Before I know it, I’m walking down the corridor. Past the faint tang of burnt coffee that’s just everywhere. Through the strange, familiar tunnel of beige and grey. I feel the outside air, the fresh air, begin to wrap itself around me.

And then I’m at the door. This metal hatch that’s supposed to keep us from being sucked out into the sky. I start seeing stress fractures everywhere.

This never used to happen.

Before I know it, I’m in my seat. I look out the window, watch another plane taxiing down the runway, and a small pool of bile forms in the back of my throat. All the way through the pre-flight, I can hear my own heartbeat, feel the blood swirl through my head. Something feels too tight.

I look next to me, and Dave’s sitting there, waiting for word back from the tower, like I am. His face is calm, serene, utterly professional. How do I look? I don’t know. Nobody has said anything.

I grit my teeth and slowly suck in air. My lungs are screaming for more and more but I hold it. I have to hold it. My breath hisses like I’m sucking up steam.

I flick a switch and speak into the microphone, expecting my voice to catch, tremble. But the high-pitched chatter in my head comes out low, controlled, even. It’s not me. It must be someone else.

“Ladies and gentlemen, we apologise for the delay, just some traffic ahead of us. We should be underway shortly.”

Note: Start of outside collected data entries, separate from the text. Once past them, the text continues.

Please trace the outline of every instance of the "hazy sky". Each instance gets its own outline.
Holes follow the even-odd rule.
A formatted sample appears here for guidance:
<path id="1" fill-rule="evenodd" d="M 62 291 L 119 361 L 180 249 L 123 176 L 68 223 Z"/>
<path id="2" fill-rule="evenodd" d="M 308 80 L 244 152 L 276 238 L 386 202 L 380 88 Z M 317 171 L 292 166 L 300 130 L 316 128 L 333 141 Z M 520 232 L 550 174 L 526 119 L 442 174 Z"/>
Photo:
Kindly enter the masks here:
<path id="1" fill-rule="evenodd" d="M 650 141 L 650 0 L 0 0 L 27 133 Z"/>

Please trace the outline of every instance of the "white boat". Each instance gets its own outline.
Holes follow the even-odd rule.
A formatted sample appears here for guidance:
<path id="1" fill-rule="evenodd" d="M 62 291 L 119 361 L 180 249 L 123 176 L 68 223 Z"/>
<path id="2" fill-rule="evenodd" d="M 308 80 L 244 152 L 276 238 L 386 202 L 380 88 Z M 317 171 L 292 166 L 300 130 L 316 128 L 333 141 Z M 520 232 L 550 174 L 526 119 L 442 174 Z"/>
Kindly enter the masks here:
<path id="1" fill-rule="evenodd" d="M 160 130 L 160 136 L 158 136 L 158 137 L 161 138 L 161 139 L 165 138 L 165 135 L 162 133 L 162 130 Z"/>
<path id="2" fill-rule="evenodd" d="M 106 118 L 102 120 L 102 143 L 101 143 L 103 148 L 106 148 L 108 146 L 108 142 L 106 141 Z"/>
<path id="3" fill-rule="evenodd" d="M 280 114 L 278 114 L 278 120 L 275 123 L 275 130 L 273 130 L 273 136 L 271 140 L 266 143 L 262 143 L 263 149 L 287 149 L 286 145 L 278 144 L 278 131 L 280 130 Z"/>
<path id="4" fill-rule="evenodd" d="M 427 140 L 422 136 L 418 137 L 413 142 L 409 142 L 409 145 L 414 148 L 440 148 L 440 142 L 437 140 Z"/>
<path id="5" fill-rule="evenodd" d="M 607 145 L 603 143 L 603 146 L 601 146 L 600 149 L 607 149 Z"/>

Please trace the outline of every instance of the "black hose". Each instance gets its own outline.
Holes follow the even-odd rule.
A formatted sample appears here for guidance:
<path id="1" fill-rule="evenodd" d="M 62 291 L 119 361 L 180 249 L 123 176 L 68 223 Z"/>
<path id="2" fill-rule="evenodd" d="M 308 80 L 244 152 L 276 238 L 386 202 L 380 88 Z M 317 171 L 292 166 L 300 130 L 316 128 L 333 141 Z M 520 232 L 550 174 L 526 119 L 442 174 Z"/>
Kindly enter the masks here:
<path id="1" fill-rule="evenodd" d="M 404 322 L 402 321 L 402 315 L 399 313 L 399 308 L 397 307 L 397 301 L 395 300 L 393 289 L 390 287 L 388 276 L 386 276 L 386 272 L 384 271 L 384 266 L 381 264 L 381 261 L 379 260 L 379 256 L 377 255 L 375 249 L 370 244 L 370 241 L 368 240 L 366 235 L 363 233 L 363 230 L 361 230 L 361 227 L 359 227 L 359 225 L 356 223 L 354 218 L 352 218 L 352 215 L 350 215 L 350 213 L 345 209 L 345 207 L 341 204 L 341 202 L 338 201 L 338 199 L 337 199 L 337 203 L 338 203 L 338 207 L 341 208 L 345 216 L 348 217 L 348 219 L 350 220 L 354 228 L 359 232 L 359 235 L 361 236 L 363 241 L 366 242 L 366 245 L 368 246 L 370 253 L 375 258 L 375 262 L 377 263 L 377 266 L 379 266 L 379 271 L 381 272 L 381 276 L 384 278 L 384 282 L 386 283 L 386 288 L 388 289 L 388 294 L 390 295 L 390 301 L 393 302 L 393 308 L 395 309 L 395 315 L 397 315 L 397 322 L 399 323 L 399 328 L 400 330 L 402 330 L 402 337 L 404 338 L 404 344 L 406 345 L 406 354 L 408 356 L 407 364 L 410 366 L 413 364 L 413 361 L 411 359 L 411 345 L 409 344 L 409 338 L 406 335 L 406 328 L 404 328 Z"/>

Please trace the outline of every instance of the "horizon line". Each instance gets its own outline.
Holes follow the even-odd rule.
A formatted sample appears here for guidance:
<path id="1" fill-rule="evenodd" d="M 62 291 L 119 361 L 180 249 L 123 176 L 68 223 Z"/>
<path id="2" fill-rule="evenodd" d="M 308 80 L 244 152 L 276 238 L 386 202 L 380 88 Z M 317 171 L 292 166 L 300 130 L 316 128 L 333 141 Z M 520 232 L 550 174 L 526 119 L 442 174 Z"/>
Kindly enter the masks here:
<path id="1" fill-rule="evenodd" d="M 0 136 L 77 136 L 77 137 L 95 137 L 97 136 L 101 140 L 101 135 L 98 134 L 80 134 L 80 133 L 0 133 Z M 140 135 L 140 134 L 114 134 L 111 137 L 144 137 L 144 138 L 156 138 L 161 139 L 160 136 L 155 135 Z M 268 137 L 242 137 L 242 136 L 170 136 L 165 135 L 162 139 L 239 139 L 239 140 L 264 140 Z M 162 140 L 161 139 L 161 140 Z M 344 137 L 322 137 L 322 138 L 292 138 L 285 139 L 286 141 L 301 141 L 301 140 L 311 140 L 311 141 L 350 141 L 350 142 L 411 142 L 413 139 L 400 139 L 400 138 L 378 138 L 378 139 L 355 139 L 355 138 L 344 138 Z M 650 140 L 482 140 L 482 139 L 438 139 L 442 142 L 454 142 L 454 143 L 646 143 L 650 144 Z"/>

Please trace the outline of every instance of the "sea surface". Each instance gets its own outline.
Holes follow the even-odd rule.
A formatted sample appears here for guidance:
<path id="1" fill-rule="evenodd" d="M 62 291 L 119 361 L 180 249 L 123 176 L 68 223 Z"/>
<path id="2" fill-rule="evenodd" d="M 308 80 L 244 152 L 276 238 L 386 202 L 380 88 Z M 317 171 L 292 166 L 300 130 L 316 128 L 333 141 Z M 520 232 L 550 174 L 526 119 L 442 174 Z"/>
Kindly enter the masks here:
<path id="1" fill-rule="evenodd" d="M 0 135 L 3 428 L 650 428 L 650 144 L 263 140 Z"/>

I’m promising them something. The words don’t say it but I am. They believe me. Right now, someone is sitting back there, breathing out the bad air, comforted, relaxed, embracing the nothingness. Letting go of their fear.

I want to go back there. I want to give them some of mine.

2 Responses to “19F – Airport”

  1. pete said

    that was cool. glad I read it now rather than at the airport..

  2. Maureen said

    Jesus. You can’t hear how desperate they are. I like that. Luckily I’m catching the train on wednesday, and that’s ok because it’s like being on a boat because at least they rock you to sleep. Airports remind me of hospitals and hospitals remind me of airports, they both have really expensive parking.